Welcome to! Taking out a loan for your first home or car should not be terrifying. We make it easy and fun. Our resources allow you to fully understand the process and make the best decision for your finances.

Personal Loan Scams and Traps

Posted September 18th, 2010
by Staff

Personal loans can be a good source of funding for a variety of legitimate reasons, but there are also a lot of scam artists out there. It’s important to be prudent with your personal information, and inform yourself about common tricks and outright scams that are designed to part you from your money without providing any service. Follow these steps to protect yourself.

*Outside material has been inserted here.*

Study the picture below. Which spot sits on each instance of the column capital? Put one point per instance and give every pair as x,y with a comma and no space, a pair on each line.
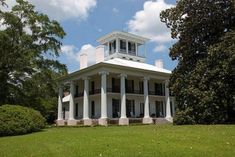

  • Don’t respond to e-mail messages asking for your personal information online. Phishing scams often try to get victims to enter their bank account or credit card information, pin numbers, and passwords by tricking them into thinking they’ve already been hacked. Other rip-offs make people think it’s their bank that’s contacting them. Sending any private information through e-mail is ill-advised. Always contact your bank directly if you’re unsure whether the e-mail is legitimate.
  • If you are contacted by a finance company or other lender with a pre-approved offer of credit, be wary. Many disreputable lenders take advantage of low-income and elderly people by sending out offers of credit. They pack their loans with hidden fees and unfavorable terms, knowing the customers won’t read the fine print. The best rule of thumb is to avoid doing business with lenders that seek you out.
  • You should know the loan repayment terms up front, and not just rely on the word of your loan officer. If she’s telling you something different than what’s in black and white, run very fast in the other direction. No reputable lender would try to pull the wool over your eyes like this.
  • If you’ve been scammed once, maybe it will work again. At least that’s what the scammers are thinking. If you’ve been a victim of credit fraud or a phishing scam, be wary of callers who may try to convince you that you still owe money. These tactics often work on the elderly and people who aren’t familiar with credit, how to use it, and the laws that protect consumers. Don’t give them any information, and report any activity you suspect is fraudulent.

Whenever you’re signing up for personal loans, you need to protect your personal information. Don’t give out too much information until you know who you’re dealing with, and always look out for your credit. Getting into a bad deal on a personal loan now could have long-lasting consequences. Be sure you know what you’re getting into, and who you’re getting into it with.